For the homeless person, dignity is at stake, not to mention the possibility of rebuilding a life requiring it and the fitness to find work. For those with very low incomes and priced out of an expensive rental market, stability and a place to call home are required to plan and to prosper.
But those attributes are gauzy log lines to a stage play without structure. Portland Mayor Charlie Hales' top policy adviser, Josh Alpert, in assuring Portlanders that heated, plumbed micro-homes would be coming to town, said Hales was "infatuated" with the idea and issued the admonishment, "Let's figure it out," The Oregonian's Andrew Theen reported.
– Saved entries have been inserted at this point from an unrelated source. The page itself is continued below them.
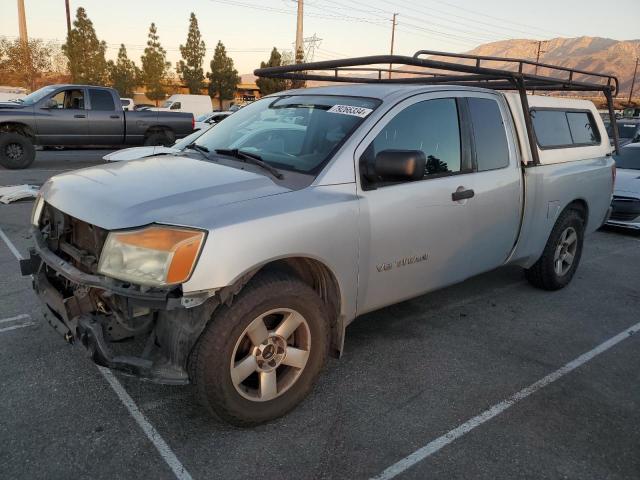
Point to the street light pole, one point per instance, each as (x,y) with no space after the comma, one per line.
(633,82)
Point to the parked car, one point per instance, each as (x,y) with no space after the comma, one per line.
(631,112)
(80,115)
(243,263)
(143,106)
(135,153)
(628,131)
(194,104)
(626,195)
(128,104)
(211,118)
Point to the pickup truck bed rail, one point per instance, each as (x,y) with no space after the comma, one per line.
(447,71)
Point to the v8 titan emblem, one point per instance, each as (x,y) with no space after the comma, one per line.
(383,267)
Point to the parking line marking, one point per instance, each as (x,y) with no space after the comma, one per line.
(22,316)
(452,435)
(152,434)
(15,327)
(11,246)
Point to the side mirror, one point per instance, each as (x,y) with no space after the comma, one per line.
(396,166)
(49,104)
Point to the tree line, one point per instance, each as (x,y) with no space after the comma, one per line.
(83,56)
(86,55)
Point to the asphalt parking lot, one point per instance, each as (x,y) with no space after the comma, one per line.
(411,379)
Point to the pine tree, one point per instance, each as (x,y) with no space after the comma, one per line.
(155,67)
(123,74)
(193,52)
(85,53)
(268,86)
(24,63)
(223,78)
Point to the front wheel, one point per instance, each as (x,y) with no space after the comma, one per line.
(561,256)
(260,357)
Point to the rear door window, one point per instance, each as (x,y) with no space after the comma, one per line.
(101,100)
(490,138)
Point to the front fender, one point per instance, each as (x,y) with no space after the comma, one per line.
(320,223)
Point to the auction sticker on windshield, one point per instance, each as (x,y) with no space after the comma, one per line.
(350,110)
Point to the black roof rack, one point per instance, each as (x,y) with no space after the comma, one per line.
(446,68)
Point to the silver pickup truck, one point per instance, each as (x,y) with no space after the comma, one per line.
(75,115)
(237,264)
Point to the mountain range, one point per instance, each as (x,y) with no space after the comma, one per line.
(602,55)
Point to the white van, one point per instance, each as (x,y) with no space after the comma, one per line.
(196,104)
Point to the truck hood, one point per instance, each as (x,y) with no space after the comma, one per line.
(10,105)
(627,182)
(164,189)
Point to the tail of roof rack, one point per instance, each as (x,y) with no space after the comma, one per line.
(447,68)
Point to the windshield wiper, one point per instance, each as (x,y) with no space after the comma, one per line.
(251,158)
(202,150)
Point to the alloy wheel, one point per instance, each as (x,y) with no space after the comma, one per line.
(270,354)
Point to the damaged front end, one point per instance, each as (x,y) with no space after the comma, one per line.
(147,332)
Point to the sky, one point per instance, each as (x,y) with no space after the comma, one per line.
(251,28)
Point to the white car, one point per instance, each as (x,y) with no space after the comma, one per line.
(208,119)
(195,104)
(626,195)
(134,153)
(127,104)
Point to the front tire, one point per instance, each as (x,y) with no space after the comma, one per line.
(259,358)
(561,256)
(16,151)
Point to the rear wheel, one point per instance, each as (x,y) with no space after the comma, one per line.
(561,256)
(259,358)
(159,138)
(16,151)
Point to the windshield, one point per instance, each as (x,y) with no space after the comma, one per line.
(35,97)
(628,158)
(182,143)
(296,132)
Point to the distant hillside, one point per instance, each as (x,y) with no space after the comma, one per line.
(597,54)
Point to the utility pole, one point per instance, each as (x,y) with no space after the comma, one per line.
(540,51)
(633,82)
(299,37)
(22,23)
(393,38)
(66,4)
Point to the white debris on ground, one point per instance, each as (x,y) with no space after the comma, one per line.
(17,192)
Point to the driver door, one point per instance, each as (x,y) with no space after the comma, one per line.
(414,237)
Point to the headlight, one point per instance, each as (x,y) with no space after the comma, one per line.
(152,256)
(37,211)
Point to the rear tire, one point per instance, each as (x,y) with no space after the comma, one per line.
(16,151)
(561,256)
(281,369)
(159,138)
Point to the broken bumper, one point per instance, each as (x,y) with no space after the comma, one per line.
(172,333)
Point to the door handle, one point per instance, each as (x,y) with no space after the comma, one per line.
(462,194)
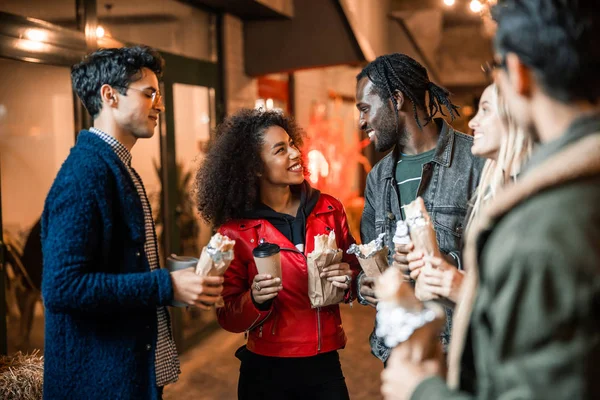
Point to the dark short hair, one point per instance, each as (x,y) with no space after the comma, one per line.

Yes: Let's do that. Better yet: Let's figure it out before committing to it.
Tiny homes are hot. A glowing report on them surfaced this year from Tacoma, Wash., where an itinerant homeless group living in tents had moved 20 times before landing at Quixote Village, a $3 million cluster of tiny structures on 2.1 acres of land leased to the village by Thurston County for $1 a year, The New York Times reported. Separately, reports have surfaced from San Jose, Calif.; Austin, Texas; and Madison, Wisconsin, where those cities, struggling to meet the needs of burgeoning homeless populations, explored the use of tiny homes, or better-than-backyard sheds typically offering one cozy room, electricity and, in some cases, flush toilets.
Portland's iteration of the tiny home would be roughly 16 feet by 12 feet in size, accommodate two adults or a family, and cost an estimated $12,000 to build, exclusive of sewer and electricity hookups, Theen reported. TriMet, Portland Public Schools and Multnomah County will be called upon for an inventory of property that presumably would generate several candidate sites, allowing productive and humanitarian use of available public land. Multnomah County Commission Chair Deborah Kafoury lent her immediate support.
The city and the county need to slow down. Nobody wants homeless people, or those in poverty, to endure the elements and broad-spectrum vulnerability. But before proceeding, city planners — none so far, significantly, from the Portland Housing Bureau — must ensure that basic questions are answered:
Who gets in? How much would a tenant with income pay? Is there an expiration date on tenancy? Who governs and enforces rules at a 25-housing-unit cluster situated on public land? How are micro-communities a good-bang-for-the-buck option for taxpayers when Portland's homeless population is estimated at 2,000?
How, meanwhile, is a micro-community substantively different from Dignity Village, the anomaly of alternative homeless housing near Portland International Airport? Dignity Village started as temporary but has become, by the weight of its presence and disinclination of many of its residents to move on, a permanent colony of makeshift structures. Nobody in city government quite knows what it is or what its future holds.
Questions only multiply, the most basic the most challenging of all: How do tiny homes fit into the city's portfolio of public and assisted-housing options, typically designed to provide not only shelter but social services that pave a pathway out and up?
Then there is Right 2 Dream Too, the homeless camp at the Chinatown gate in downtown Portland. Like a ship that can't quite land, R2DToo struggles to find a new home — this after the city failed in selecting from among more than 20 candidate sites with more than $800,000 in developer money to do so. R2DToo is a prime candidate to become a micro-community of tiny homes, certainly, just as the peripatetic, Tacoma-based Camp Quixote was before becoming Quixote Village. Would R2DToo enjoy first dibs?
It's time for homework before this can be declared promising or simply trash-canned. Let's do figure this out. Portlanders should know what they're getting into before the city seriously considers undertaking anything of this financial and social scale.